# Neubau



## Wanderra (8. Juli 2016)

Hallo Teichfreunde
Nach vier Wochen ist der Teichumbau nun abgeschlossen, die Fische haben die Zeit in ihrem Ausweichquartier gut überstanden und genießen jetzt ihr neues Domizil.
Wir haben von 12000l auf 25000l aufgestockt wobei 20000l direkt für die Fische bereit stehen, der Rest verteilt
sich auf den Pflanzenbereich. Die Folie haben wir einschweißen lassen um keine Falten in Sicht zu haben, anbei mal ein paar Bilder vom zu diesem Zeitpunkt noch nicht ganz aufgefüllten Teich.

Gruß Jens


----------



## Teich4You (8. Juli 2016)

Wie...keine Baudoku?


----------



## Wanderra (8. Juli 2016)

Kommt noch, hatte noch keine Zeit die ganzen Bilder zu sortieren!

Gruß Jens


----------



## Wanderra (9. Juli 2016)

Hallo Teichfreunde!
Wie versprochen noch ein paar Bilder vom Teichumbau.
  Das ist der alte Teich, aber schon mit der neuen Umrandung.

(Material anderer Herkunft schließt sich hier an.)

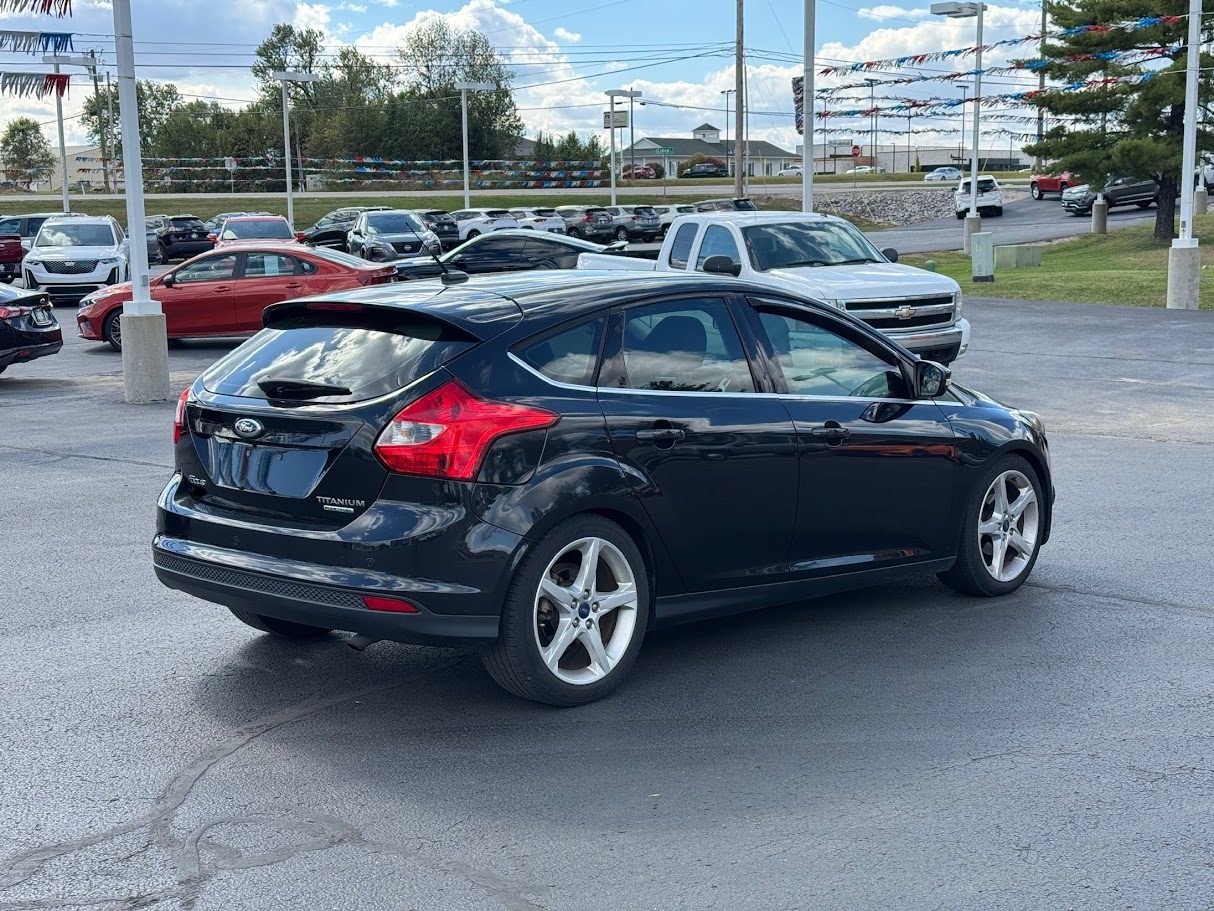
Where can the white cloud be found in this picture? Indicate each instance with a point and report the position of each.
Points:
(891, 12)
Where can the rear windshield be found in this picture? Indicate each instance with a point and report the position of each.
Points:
(274, 228)
(396, 222)
(370, 354)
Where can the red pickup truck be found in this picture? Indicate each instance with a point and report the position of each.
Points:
(11, 254)
(1042, 184)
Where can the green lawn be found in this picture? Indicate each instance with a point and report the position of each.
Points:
(1125, 266)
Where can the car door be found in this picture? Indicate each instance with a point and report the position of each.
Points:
(199, 299)
(877, 468)
(265, 278)
(712, 460)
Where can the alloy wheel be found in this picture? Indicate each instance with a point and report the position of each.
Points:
(585, 611)
(1009, 524)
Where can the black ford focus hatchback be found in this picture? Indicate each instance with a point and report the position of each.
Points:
(545, 467)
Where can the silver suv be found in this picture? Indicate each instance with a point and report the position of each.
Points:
(74, 256)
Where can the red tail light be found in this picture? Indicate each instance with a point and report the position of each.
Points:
(179, 418)
(447, 433)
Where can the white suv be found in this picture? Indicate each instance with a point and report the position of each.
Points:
(74, 256)
(990, 197)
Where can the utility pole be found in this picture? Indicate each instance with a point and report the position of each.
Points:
(807, 163)
(109, 125)
(102, 120)
(739, 67)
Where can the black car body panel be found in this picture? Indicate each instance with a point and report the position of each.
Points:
(29, 330)
(732, 494)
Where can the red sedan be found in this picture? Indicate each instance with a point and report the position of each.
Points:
(223, 292)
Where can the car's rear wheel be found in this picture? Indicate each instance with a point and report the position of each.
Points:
(1002, 531)
(282, 628)
(112, 329)
(574, 616)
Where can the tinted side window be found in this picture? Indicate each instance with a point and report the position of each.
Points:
(718, 242)
(680, 250)
(820, 362)
(569, 355)
(685, 346)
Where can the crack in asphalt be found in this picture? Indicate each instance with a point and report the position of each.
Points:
(200, 855)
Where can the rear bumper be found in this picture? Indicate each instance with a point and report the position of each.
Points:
(30, 352)
(313, 595)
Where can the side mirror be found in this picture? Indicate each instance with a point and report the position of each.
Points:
(722, 266)
(930, 379)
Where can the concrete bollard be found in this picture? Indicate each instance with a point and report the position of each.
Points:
(982, 256)
(973, 225)
(145, 358)
(1100, 216)
(1184, 275)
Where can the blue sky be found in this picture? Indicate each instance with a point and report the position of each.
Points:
(563, 56)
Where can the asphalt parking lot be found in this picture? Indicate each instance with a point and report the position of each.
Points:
(901, 747)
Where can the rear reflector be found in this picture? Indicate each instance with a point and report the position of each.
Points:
(179, 418)
(448, 431)
(389, 604)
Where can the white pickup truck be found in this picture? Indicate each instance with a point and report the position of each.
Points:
(818, 256)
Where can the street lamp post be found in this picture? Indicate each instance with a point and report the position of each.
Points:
(464, 89)
(727, 92)
(78, 61)
(616, 94)
(954, 10)
(284, 78)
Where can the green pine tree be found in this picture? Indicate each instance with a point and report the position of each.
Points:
(1132, 130)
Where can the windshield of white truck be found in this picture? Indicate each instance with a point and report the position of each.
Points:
(792, 244)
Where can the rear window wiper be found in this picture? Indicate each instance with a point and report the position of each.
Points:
(287, 388)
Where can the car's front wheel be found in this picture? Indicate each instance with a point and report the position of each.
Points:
(112, 329)
(574, 616)
(1002, 531)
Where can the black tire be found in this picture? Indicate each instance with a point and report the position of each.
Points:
(969, 575)
(112, 329)
(515, 662)
(281, 628)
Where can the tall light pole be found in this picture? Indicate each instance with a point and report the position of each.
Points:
(1184, 258)
(284, 78)
(727, 92)
(954, 10)
(464, 89)
(73, 61)
(611, 118)
(807, 109)
(145, 343)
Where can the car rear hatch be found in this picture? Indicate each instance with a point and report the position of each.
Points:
(283, 429)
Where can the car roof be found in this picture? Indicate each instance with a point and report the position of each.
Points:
(483, 300)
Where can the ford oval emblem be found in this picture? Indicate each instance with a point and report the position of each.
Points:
(249, 428)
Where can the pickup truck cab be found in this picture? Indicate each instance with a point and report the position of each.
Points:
(822, 258)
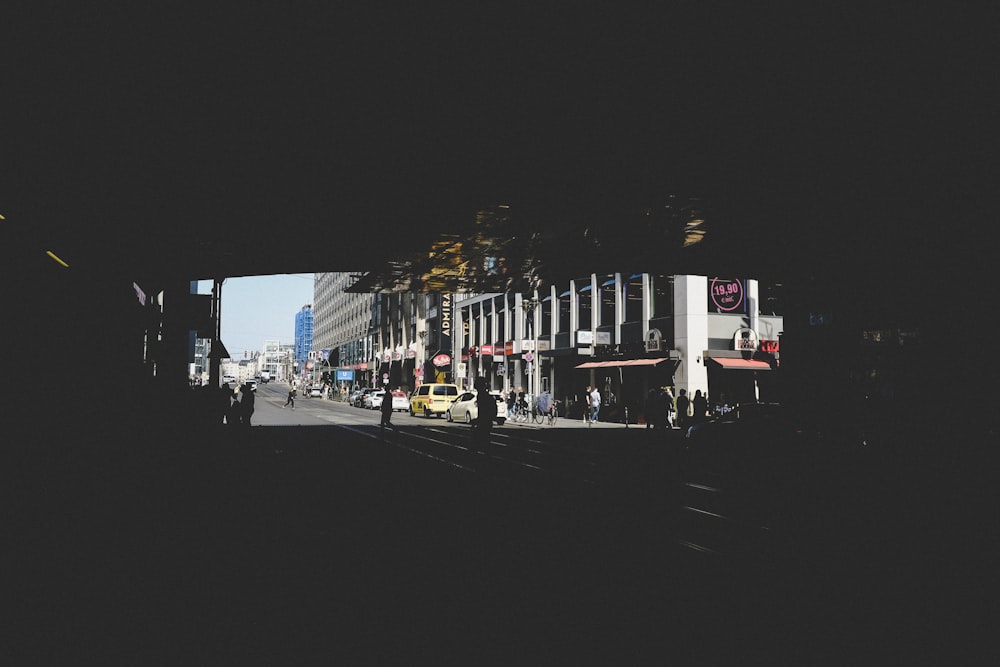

  So, die Fische sind umgezogen und es geht los.

  Man kann schön die Falten in der alten Folie sehen!

  Es geht voran!

  Da hatten wir mal richtig gutes Wetter

  Nimmt langsam Form an

  Die Rohre für BA und Skimmer

  Auf Grund des miesen Wetters sah ich mich gezwungen die Wände zu verputzen

  So, von mir aus kann es regnen

  Mist, es regnet ja schon wieder!

  Hurra, die Folie ist da

  Läuft!

  Der Bereich für die Fische ist fertig

  Läuft schon wieder!

  Läuft noch immer!

  Noch die Kammer für das Helix fertig machen

  Fertig!

Aktuellere Fotos hab ich im Moment nicht, denn es regnet schon wieder!

Gruß Jens


----------



## Micha61 (10. Juli 2016)

Moin Jens,

schön geworden !!!!!!
Brauchst nun nur noch, die sichtbare Folie, mit Ufermatten bekleben.
  
Sieht schöner aus.

Viel Spass am neuen Teich !!

LG Micha


----------



## Wanderra (10. Juli 2016)

Hallo Micha
Vielen Dank für den Tipp, aber die Ufermatte ist doch in Kontakt mit dem Wasser, saugt die sich nicht voll und zieht mir das Wasser aus dem Teich wenn die Sonne drauf scheint? 
Jens


----------



## Micha61 (11. Juli 2016)

Hallo Jens,



Wanderra schrieb:


> aber die Ufermatte ist doch in Kontakt mit dem Wasser,


richtig
meine ist 30 cm breit, davon ragen 14 cm in`s Wasser, 12 cm sind feucht (hat sich __ Moos gebildet), der Rest ist trocken. (eben nachgemessen)



Wanderra schrieb:


> saugt die sich nicht voll und zieht mir das Wasser aus dem Teich wenn die Sonne drauf scheint?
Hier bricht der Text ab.